The Miners Memorial Heritage Park mountain bike trail system project was approved for a $280,000 grant and the Iron Belle Bessemer to Ramsay trail project will receive $299,900.

In February, the Gogebic County Board passed a resolution supporting an application to the trust fund for development of three miles of the Iron Belle.

The total project cost is $1,428,000.

Board members were told comparative scoring ranked the protect high on the DNR trust fund list.

The bulk of the project costs will come from a Michigan Department of Transportation TAP grant of $745,300. A DNR mini grant will provide $173,900 in funding, with the local contributions coming from the Gogebic Range Health Foundation for $200,000 and Western U.P. Convention and Visitors Bureau, at $8,900.

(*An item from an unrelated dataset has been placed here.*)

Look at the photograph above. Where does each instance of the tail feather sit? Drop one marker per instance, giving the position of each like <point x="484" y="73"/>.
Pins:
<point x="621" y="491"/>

December 2020 construction is anticipated.

The total Ironwood mountain bike trail project cost is pegged at $4.1 million.

“Michigan Natural Resources Trust Fund grants make a long-lasting impact in communities across Michigan, providing a positive impact on the lifestyles of Michiganders through better public access to outdoor recreation opportunities, while giving a boost to regional economies,” said Gov. Rick Snyder.

The board this year recommended $26 million in grants through the Michigan Department of Natural Resources, including $7.4 million for 34 recreation development projects and $18.6 million for 30 land acquisition projects.

Several projects involve the non-motorized Ironwood to Detroit Iron Belle Trail.

Grant recipients committed to providing matching funds of $15.9 million.

The board considered 158 applications seeking more than $71 million in funding. In a competitive process, all eligible applications were evaluated on scoring criteria developed by the board.

A restricted fund established in 1976 to support land conservation and outdoor recreation, the trust fund is financed through interest earned on funds derived from development of publicly owned minerals such as oil and natural gas. In the past 40-plus years, the fund has granted more than $1 billion to state and local units of government.

The board’s recommendations go to the state legislature for review as part of the appropriations process. Upon approval, the legislature will forward a bill for the governor’s signature.